Что еще он мог сделать, кроме как подойти к отцу и обнять его? Кто знает, может, это в последний раз, принимая во внимание то, в чем он собирается признаться?
А потом Грегори наклонился и поцеловал в макушку матушку.
– Мы тебя обожаем, – пробормотала матушка и обхватила ладонью его щеку. – И мы так счастливы за тебя. Я уже люблю Пиппу. Она будет моей четвертой дочкой, и думаю, что лучшего выбора ты сделать не мог.
– Спасибо, матушка. Я рад. – Грегори отступил на несколько шагов. Он заложил руки за спину и расставил ноги. Ладони у него вспотели, а сердце колотилось, как безумное. Ему снова было тринадцать лет.
Родители смотрели на него выжидающе.
– Что-нибудь еще? – спросила матушка.
«Поклянись, что не расскажешь, Грегори».
«Клянусь, мама. Я никому не расскажу. Никогда».
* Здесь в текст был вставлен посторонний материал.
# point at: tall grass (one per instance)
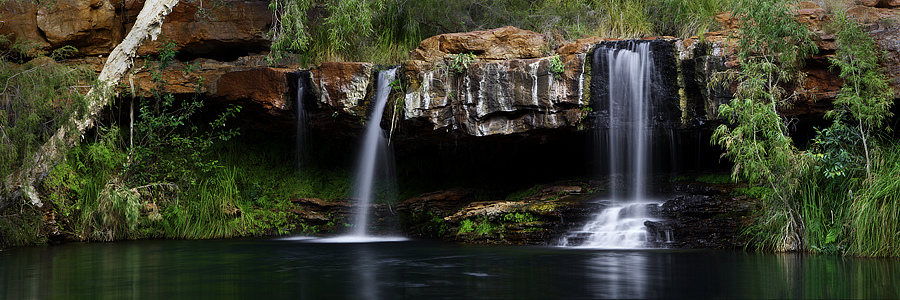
(875, 211)
(208, 210)
(624, 19)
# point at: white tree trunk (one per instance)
(23, 181)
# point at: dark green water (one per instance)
(271, 268)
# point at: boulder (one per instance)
(265, 86)
(701, 221)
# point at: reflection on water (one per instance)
(300, 269)
(618, 275)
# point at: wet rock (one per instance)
(344, 86)
(498, 98)
(20, 23)
(495, 44)
(701, 221)
(223, 30)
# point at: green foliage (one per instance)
(875, 212)
(459, 63)
(686, 18)
(714, 178)
(466, 226)
(624, 19)
(865, 98)
(756, 192)
(37, 98)
(20, 226)
(837, 152)
(519, 217)
(20, 50)
(522, 194)
(556, 66)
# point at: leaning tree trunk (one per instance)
(22, 182)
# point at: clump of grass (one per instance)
(624, 19)
(875, 211)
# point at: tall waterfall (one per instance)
(374, 158)
(622, 135)
(301, 123)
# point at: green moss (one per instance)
(522, 194)
(466, 226)
(714, 178)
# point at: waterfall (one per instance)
(374, 153)
(622, 139)
(301, 123)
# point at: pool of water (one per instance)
(301, 268)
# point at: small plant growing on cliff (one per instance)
(556, 66)
(466, 226)
(459, 63)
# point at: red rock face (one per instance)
(507, 89)
(495, 44)
(222, 30)
(343, 86)
(266, 87)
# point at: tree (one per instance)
(865, 98)
(772, 47)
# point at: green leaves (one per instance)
(771, 47)
(865, 95)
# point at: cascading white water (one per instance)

Грегори сделал глубокий вдох. Колени начали дрожать.
Пиппа, подумал он.
Просто Пиппа.
– Парень? – Отец прищурился. – Что случилось?
Матушка приложила руку к сердцу.
– Грегори, дорогой, ради Бога, скажи нам.
– Матушка, – спокойно проговорил Грегори, – отец.
– Да? – в один голос отозвались они. Матушка, продолжая сидеть, теперь сжимала отцовскую руку.
Грегори посмотрел своему горячо любимому отцу прямо в глаза.
– Я должен пересмотреть вопрос фрака. Может, он и хорошо будет сидеть, но его следует носить не мне. Я не твой сын, – сказал он срывающимся голосом. – Мама рассказала мне в тот день, когда умерла.
– Грегори… – ахнула матушка.
– Сынок… – вымолвил отец.
– Прости, отец. – Грегори еще крепче стиснул руки за спиной. – Мне больно разочаровывать тебя и быть человеком, который очерняет память о моей любимой матери, но я так больше не могу. Я знаю, что я родился в браке и что я твой законный наследник, но лучше бы я был твоим внебрачным сыном и не получил ничего. Ты мой настоящий отец. Ты, и никто другой. И мне остается только молиться, чтобы ты простил маму.
В комнате повисла тягостная, почти осязаемая тишина, и в ней Грегори чувствовал, как оба силятся осмыслить его слова – осмыслить правду.
Он посмотрел на матушку, надеясь, что она поймет.
– Мама никому не хотела причинить боль. Но она была не такой, как ты. Она была беспечной. Как ребенок в каком-то смысле. – Он опустил голову. – Она не хотела причинить тебе страдания, отец. Или мне. И мне жаль, – он снова поднял глаза и увидел, что оба родителя вытирают слезы, – ужасно жаль, что я причиняю их вам сейчас.
Боль, исказившая их лица, была как физический удар, и Грегори обнаружил, что ему трудно дышать.
– Но мне пора открыть эту тайну, – выдавил он. – Я хочу иметь возможность любить Пиппу, и вас, и моих братьев и сестер свободно, без стыда, без этой тяжкой ноши, отягощающей мне душу. Надеюсь, что вы простите меня. И надеюсь, молюсь о том, что вы по-прежнему будете любить меня.